ATKLAB v2 Scoring Formula

Scoring formula designed by Attacking-Lab with an emphasis on fairness and defense.

Summary

In Jeopardy CTFs, dynamic scoring is used to infer the difficulty of a challenge based on the number of teams that can solve it. This scoring formula applies the same concept to A/D.

In effect, each round is treated as a Jeopardy CTF with the following challenges:

For each flag you capture, you receive ATK points based on the number of teams that capture that flag.
For each service and each flag store, you receive DEF points for each actively exploiting team that did not capture your flag, proportional to the number of teams whose flags that team did capture.

Additionally, you gain a fixed amount of SLA points for each deployed flag that is still valid (submittable for points) and retrievable from the service, as long as the checker status is SUCCESS or RECOVERING.

The total score is the sum of the ATK, DEF and SLA components.

Checker Status

The checker returns one of the following results for each service:

SUCCESS if all flags could be successfully deployed and retrieved, and functionality checks were successful.
RECOVERING if all checks for the current round succeed, but flags from the validity period are missing.
MUMBLE if any functionality checks for the current round failed.
OFFLINE if the checker failed to establish a connection to the service.
INTERNAL_ERROR if an internal error occurred.

Implementation

The implementation may be evaluated against real CTF data using our simulator.

Dynamic Scoring

We propose a flexible dynamic scoring formula, which allows organizers to set three fixed points (1, max_score), (fp_ratio * teams, fp_weight) and (teams, min_score) that define the curve.

def jeopardy(solves: int, teams: int,
             max_score: float = 10, min_score: float = 0.5,
             fp_ratio: float = 0.20, fp_weight: float = 0.50):
    score_ratio = min_score / max_score
    solve_ratio = (max(1, solves) - 1) / (teams - 1 / fp_ratio)
    rate = log(log(fp_weight, score_ratio), fp_ratio)
    return max_score * (score_ratio ** (solve_ratio ** rate))

Implementation Details

solves: The number of teams which have solved this specific challenge.
teams: The number of participating teams.
max_score: The maximum score when the number of solves is one.
min_score: The minimum score when the number of solves is the number of teams.
fp_ratio: The ratio of teams for setting the third fixed point.
fp_weight: The fraction of the max score to award at the third fixed point.
log(x, base): Takes the logarithm of x to base base.

When called with default parameters as jeopardy(solves, 40), this results in the following:

{ "data": { "url": "/assets/data/atklabv2_jeopardy.json" }, "padding": { "right": 30 }, "height": 300, "autosize": "fit", "mark": { "type": "line", "tooltip": true, "color": "#bb86fce0", "point": { "filled": true, "color": "#bb86fce0" } }, "encoding": { "x": {"field": "solves", "type": "nominal", "axis": {"labelAngle": 0}}, "y": {"field": "points", "type": "quantitative"} }, "background": "#1f1f1f" }

In competitions with a Jeopardy and A/D CTF, it is suggested to use the same curve for both.

Attack Points

To determine ATK points, the gameserver updates the number of submissions of all valid flags, based on the number of flags submitted each round, and recalculates the value of each flag based on the number of teams who were able to capture it.

def attack_flag(num_submissions: int, teams: int):
    return jeopardy(num_submissions, teams)

Implementation Details

Context: This function is called per active attacker and for every victim, for each service and flagstore to calculate the value of the stolen flag.

num_submissions: The number of submissions of flag.
teams: The number of participating teams.

Additional ATK points are awarded to each attacking team based on the DEF points that other teams earn from defending against their attacks.
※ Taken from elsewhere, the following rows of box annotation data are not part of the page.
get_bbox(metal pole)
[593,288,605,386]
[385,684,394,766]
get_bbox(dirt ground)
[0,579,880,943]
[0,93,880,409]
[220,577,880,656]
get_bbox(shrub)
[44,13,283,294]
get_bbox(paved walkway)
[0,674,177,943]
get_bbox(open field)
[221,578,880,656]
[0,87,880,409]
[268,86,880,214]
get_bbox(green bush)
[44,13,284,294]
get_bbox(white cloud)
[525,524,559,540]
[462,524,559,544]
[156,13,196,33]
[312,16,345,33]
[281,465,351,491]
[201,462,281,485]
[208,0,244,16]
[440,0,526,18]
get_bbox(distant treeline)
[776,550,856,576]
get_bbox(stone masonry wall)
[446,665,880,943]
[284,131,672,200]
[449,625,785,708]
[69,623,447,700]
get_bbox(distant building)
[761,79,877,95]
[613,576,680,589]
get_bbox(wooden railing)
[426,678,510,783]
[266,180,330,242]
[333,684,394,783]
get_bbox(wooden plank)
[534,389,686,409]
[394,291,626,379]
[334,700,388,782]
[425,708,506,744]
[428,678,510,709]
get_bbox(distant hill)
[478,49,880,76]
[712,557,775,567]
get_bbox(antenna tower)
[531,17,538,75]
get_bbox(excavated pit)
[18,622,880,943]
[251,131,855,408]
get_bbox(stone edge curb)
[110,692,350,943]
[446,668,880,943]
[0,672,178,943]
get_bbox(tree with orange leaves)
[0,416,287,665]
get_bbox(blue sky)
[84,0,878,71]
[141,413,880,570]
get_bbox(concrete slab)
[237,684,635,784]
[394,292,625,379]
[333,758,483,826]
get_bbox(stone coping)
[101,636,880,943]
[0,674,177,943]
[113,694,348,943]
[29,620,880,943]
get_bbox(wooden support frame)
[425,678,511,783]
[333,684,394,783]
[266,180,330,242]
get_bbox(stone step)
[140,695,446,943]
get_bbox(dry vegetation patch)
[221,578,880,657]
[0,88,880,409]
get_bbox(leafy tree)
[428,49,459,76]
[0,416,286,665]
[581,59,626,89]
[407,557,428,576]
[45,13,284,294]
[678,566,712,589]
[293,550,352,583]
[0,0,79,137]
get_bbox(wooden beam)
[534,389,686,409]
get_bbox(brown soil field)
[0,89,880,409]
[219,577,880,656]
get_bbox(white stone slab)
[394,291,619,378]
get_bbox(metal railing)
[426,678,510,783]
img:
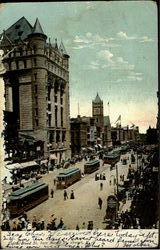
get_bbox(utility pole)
[116,164,119,210]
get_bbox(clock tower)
[92,93,103,132]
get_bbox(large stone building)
[1,17,70,162]
[92,93,104,141]
[103,116,112,149]
[70,116,88,156]
[111,125,140,145]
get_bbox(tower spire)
[32,18,44,35]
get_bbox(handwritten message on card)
[2,229,158,249]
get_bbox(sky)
[0,1,158,132]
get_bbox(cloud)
[86,2,95,10]
[73,32,121,49]
[88,49,143,83]
[117,31,136,40]
[116,31,153,43]
[97,50,135,70]
[72,31,153,49]
[139,36,153,43]
[97,50,113,63]
[0,3,5,11]
[128,76,143,81]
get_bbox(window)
[35,119,39,127]
[34,58,37,66]
[34,85,38,94]
[23,60,27,68]
[55,106,57,127]
[35,108,38,116]
[48,114,51,127]
[33,45,37,54]
[61,96,63,104]
[34,73,37,81]
[54,95,57,103]
[61,108,63,127]
[35,96,38,105]
[48,104,51,111]
[16,61,19,69]
[8,62,12,70]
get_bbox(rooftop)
[93,93,103,103]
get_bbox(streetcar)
[84,160,100,174]
[57,168,81,189]
[7,182,49,217]
[103,152,120,166]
This prevents scenarios where defenders gain more DEF points from an attack than the attacker—in other words, failed exploit attempts do not negatively affect the attacker ranking.

def attack(live_round: int, flag_round: int,
           max_victims: int, num_victims: int, num_attackers: int):
    checker_status = defaultdict(lambda: "SUCCESS")
    flag_avail_in = defaultdict(lambda: defaultdict(lambda: True))
    pts = defense(live_round, flag_round, checker_status, flag_avail_in,
                  max_victims, num_victims, num_attackers, True)
    for flag in flags_stolen:
        pts += attack_flag(flag.num_submissions)
    return pts

Implementation Details

Context: Each round, this function is called per attack, for the service and flagstore bein attacked by an attackers, to calculate the value of the entire attack over all victims.

flag.num_submissions: The number of submissions for the flag of the current victim.
flags_stolen: The flags stolen for this service and flagstore by the attacker that were deployed in flag_round.
max_victims: The number of teams who are not the attacker or NOP, that have atleast one service not in OFFLINE state in the current round.
num_victims: The number of teams exploited by the attack which points are currently being calculated for.
num_attackers: The number of teams attacking this service and flagstore, and obtaining flags stored in flag_round.

The scores of teams who have captured flags previously are updated to reflect the decreased value of those flags by new submissions.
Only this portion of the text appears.